I select “ASIO DirectX Full Duplex Driver” but I have a little lag when using my Korg to play via midi.
So I try “ASIO4ALL v2” and this works perfectly.

But I notice there’s an ASIO driver made by my soundcard, “Xonar D2X ASIO(64)” so thought I’d give this a try. This also works with zero lag, BUT the synth sounds completely different.

My initial thought was that there was some sort of effect etc set up on the sound cards software, but I have everything set off.

I tried on the other s/w synth the HALion Sonic SE, and on the Grove Agent ONE, again the Asus ASIO driver sounds completely different to the others.

Perplexed, I thought I’d do some more investigation and this is where things get really weird :slight_smile:

I got my Korg M3 playing a loop, set the output to the PC line in and recorded a few bars as audio.
I then set my Korg back to the mixing desk outputs so I could here both side by side.

I simply turned the PC down on the mixing desk and the korg up, then did the opposite to hear how the sound change

Playing back the audio track with the Asus driver sounded exactly the same as the korg M3 does.

Playing back the same audio track with any of the other ASIO drivers and the sound changes.

So it looks like problem solved, simply use the ASIO driver supplied with my sound card driver.

However :slight_smile:

I wanted to try and record the differences to show you.

First I selected the Asus ASIO driver, then exported to a wave file.
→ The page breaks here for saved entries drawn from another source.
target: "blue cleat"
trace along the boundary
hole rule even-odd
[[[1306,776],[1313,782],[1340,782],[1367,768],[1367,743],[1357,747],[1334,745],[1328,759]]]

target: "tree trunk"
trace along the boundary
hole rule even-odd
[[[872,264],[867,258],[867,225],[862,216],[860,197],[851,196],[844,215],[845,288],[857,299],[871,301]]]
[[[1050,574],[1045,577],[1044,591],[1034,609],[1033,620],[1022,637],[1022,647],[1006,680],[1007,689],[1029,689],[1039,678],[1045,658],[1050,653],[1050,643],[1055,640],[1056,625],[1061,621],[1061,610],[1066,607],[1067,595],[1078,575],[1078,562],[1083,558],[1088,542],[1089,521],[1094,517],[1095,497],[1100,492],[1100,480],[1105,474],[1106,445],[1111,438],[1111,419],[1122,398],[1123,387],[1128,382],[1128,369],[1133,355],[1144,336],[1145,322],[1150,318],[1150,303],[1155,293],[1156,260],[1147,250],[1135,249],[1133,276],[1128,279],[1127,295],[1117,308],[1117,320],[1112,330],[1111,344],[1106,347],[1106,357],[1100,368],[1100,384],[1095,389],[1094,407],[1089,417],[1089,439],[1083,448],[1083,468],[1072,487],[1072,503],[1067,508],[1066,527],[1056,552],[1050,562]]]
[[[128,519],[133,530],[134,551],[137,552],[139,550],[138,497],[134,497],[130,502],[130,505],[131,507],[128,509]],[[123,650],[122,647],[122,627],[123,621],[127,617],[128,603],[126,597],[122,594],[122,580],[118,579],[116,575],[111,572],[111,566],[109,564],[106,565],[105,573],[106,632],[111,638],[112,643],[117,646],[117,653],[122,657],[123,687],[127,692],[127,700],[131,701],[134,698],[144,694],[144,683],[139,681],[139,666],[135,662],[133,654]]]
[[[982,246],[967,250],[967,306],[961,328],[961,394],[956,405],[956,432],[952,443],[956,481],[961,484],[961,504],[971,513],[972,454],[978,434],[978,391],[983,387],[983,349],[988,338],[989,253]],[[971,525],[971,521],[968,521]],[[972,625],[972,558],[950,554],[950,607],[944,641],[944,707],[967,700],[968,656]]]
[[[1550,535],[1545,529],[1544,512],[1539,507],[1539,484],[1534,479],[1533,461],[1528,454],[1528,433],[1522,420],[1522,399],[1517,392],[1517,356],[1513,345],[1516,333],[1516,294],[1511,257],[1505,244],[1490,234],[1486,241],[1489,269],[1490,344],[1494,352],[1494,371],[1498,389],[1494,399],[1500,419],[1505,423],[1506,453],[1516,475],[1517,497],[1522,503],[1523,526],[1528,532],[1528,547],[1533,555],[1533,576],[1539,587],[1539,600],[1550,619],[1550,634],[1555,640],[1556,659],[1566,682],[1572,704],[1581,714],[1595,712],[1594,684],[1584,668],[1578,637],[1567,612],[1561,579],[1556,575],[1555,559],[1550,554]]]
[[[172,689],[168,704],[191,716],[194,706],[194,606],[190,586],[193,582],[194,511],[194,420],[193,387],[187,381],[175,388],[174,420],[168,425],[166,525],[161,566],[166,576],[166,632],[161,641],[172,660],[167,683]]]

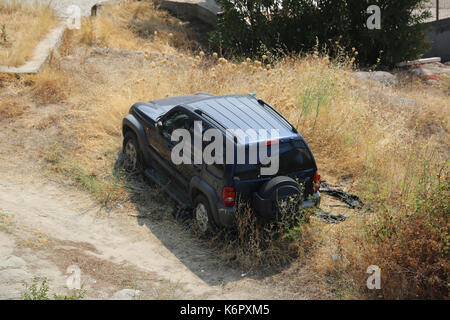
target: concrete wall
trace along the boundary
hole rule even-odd
[[[431,42],[430,50],[423,58],[441,57],[442,61],[450,61],[450,18],[425,23],[429,29],[427,39]]]

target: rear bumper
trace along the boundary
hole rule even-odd
[[[218,222],[221,226],[232,227],[236,221],[236,210],[234,207],[225,207],[221,202],[217,203]]]
[[[274,200],[264,199],[257,192],[253,193],[252,205],[258,215],[263,218],[271,219],[274,217]],[[304,200],[302,203],[302,208],[318,207],[320,205],[320,192],[317,191],[308,200]]]
[[[314,193],[310,199],[303,201],[304,209],[318,207],[320,205],[320,192]],[[263,199],[258,193],[253,194],[252,206],[256,213],[267,219],[274,217],[273,200]],[[236,210],[234,207],[225,207],[221,202],[217,203],[218,223],[224,227],[231,227],[235,224]]]

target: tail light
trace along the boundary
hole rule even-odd
[[[314,192],[319,191],[320,189],[320,174],[316,172],[313,178],[313,190]]]
[[[236,199],[236,192],[233,187],[223,187],[222,189],[222,202],[226,207],[234,206]]]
Then I selected the ASIO4ALL driver and did the same thing.

Both of these wave files play back with both VLC and windows media centre, sounding EXACTLY the same. What’s more, they both sound EXACTLY the same as all my tries earlier when I used the non Asus driver, in other words, if I play back either wave file and compare it to my actual synth, it sounds different.

If your still with me, well done.

Basically to recap,

Asus ASIO driver sounds same as Hardware Synth, the other ASIO drivers don’t (but all others sound the same)
Mixing down audio track using ASUS driver to a wave file ends up with a wave file sounding like the non Asus driver.
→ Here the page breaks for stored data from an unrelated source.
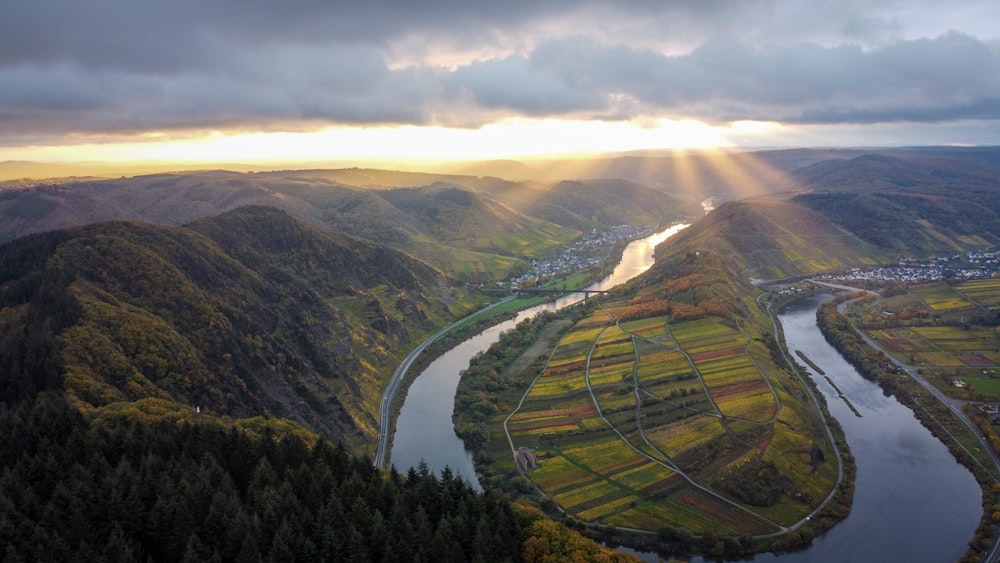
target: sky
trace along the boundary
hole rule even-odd
[[[31,0],[0,161],[1000,144],[996,0]]]

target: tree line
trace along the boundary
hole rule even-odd
[[[89,421],[43,398],[0,412],[0,451],[5,563],[517,561],[528,537],[448,470],[385,476],[267,426]]]

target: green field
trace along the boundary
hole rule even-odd
[[[987,397],[1000,397],[1000,378],[984,376],[964,376],[962,379],[969,382],[977,393]]]

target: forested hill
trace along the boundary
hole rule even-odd
[[[480,283],[528,269],[581,230],[667,224],[700,212],[697,200],[692,207],[692,201],[627,182],[565,188],[364,169],[9,182],[0,185],[0,241],[109,220],[178,226],[264,205],[329,232],[392,246],[452,277]],[[621,201],[625,196],[628,202]]]
[[[1000,242],[998,151],[862,155],[797,173],[794,201],[897,254],[933,256]]]
[[[516,561],[530,521],[426,469],[212,420],[0,411],[3,561]]]
[[[0,401],[275,416],[358,446],[399,358],[462,312],[449,284],[270,208],[31,235],[0,247]]]

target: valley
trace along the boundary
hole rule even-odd
[[[0,563],[1000,562],[997,21],[7,2]]]
[[[640,169],[676,174],[669,157],[644,167],[621,158],[558,181],[342,169],[9,187],[0,191],[11,239],[0,246],[0,401],[21,419],[18,409],[58,398],[97,429],[87,432],[209,424],[310,448],[331,440],[382,466],[398,424],[392,396],[409,384],[394,373],[414,352],[430,354],[422,369],[454,345],[427,352],[428,339],[550,298],[511,291],[584,286],[610,268],[590,260],[613,257],[623,236],[691,222],[641,275],[534,321],[518,317],[457,368],[452,424],[485,491],[475,494],[561,526],[538,533],[575,528],[663,553],[749,556],[822,542],[852,510],[850,432],[845,440],[823,384],[784,350],[772,315],[816,291],[808,278],[847,283],[852,271],[938,256],[985,259],[1000,240],[988,180],[1000,170],[978,150],[691,158],[685,166],[729,168],[695,191],[676,175],[637,182]],[[607,170],[622,177],[600,176]],[[699,217],[709,196],[715,208]],[[861,277],[883,298],[849,307],[852,326],[953,400],[992,402],[990,278]],[[921,400],[911,380],[859,369],[927,412],[925,425],[975,476],[984,517],[964,556],[974,560],[995,534],[987,516],[1000,472],[974,431]],[[969,416],[1000,443],[989,412]],[[417,471],[406,479],[438,470]],[[454,468],[442,477],[452,480]],[[270,552],[274,532],[264,533]]]

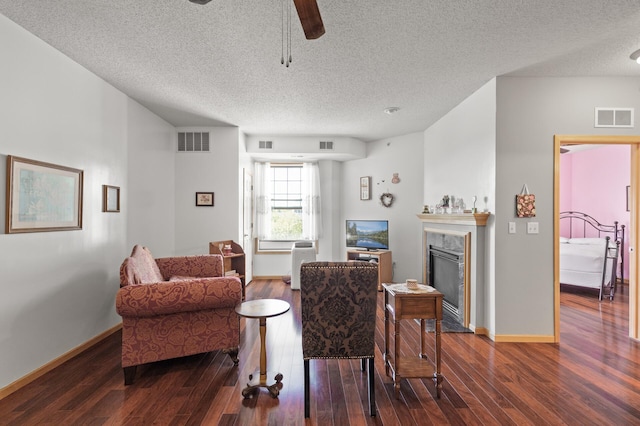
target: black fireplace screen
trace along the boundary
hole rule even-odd
[[[464,288],[464,254],[429,246],[429,285],[444,295],[444,301],[459,311],[460,291]]]

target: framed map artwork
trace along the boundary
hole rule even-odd
[[[7,156],[5,232],[82,229],[83,171]]]

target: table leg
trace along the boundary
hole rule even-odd
[[[267,319],[260,318],[260,384],[267,383]]]
[[[249,383],[247,387],[242,390],[242,396],[249,398],[254,392],[261,387],[267,388],[269,394],[273,398],[277,398],[282,389],[282,374],[276,373],[274,376],[275,383],[272,385],[267,384],[267,318],[260,318],[260,370],[257,371],[258,377],[253,377],[253,374],[249,375]]]
[[[400,320],[393,319],[394,327],[394,351],[393,351],[393,393],[396,399],[400,399],[400,373],[398,372],[398,358],[400,358]]]
[[[420,358],[427,359],[427,321],[420,318]]]
[[[384,371],[389,376],[389,295],[384,292]]]
[[[440,398],[442,391],[442,374],[440,373],[440,320],[436,319],[436,372],[434,374],[436,381],[436,396]]]

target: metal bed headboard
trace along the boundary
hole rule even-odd
[[[586,213],[566,211],[560,213],[560,220],[569,220],[569,238],[586,238],[586,237],[603,237],[602,234],[612,234],[614,241],[624,241],[624,225],[618,225],[618,221],[613,222],[613,225],[605,225],[598,222],[593,216],[589,216]],[[574,222],[577,222],[576,226]],[[577,230],[575,228],[578,228]],[[581,235],[575,235],[579,230],[582,230]],[[588,230],[593,229],[593,234],[589,235]],[[597,233],[597,235],[594,235]],[[605,235],[606,236],[606,235]]]

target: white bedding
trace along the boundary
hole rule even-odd
[[[605,238],[562,238],[560,240],[560,283],[599,289],[605,262]],[[615,248],[615,243],[609,246]],[[613,261],[609,259],[605,285],[611,281]]]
It’s got me confused. Later, I’ll find something to record from my mixing desk so that you can here the difference, it’s quite substantial.

Any ideas?

thanks

Joe

Managed to record it, not best recording but shows the difference.

Starts off with ASIO4ALL, then changes to Asus SX ASIO DRIVER, then repeats

http://soundcloud.com/user7316708/asio-probs

Hi,

Your M3 has a S/PDIF output, maybe you might want to record that instead with no analog stage into a professional audio interface that has ASIO drivers written specifically for the device, since as it seems the ones you are using now are DirectX based and might cause you problems in the long run with latency particularly when recording audio.

Many thanks, hadn’t thought of that, don’t know why as it’s an obvious choice, especially as my sound card also has S/PDIF input and output on. Will try it out later.

I’ve experimented further and discovered as I thought I would, that I’m being an idiot :slight_smile:

I discovered that when using the Asus ASIO driver (one that sounds exactly the same as my M3 when I record M3), the windows volume controls don’t have any effect.

When I use any of the other ASIO drivers, the windows volume controls alter the volume.

This caused me to look again at the soundcard settings and even though I triple checked it yesterday, sure enough it had an effect on (eq was set to default, but there’s various buttons for hi-fi mode etc).

Not exactly sure which effect it had on, went through clicking everything off and the sound on any ASIO driver is now exactly the same :slight_smile:

Sorry for wasting your time folks, I’m a happy man again.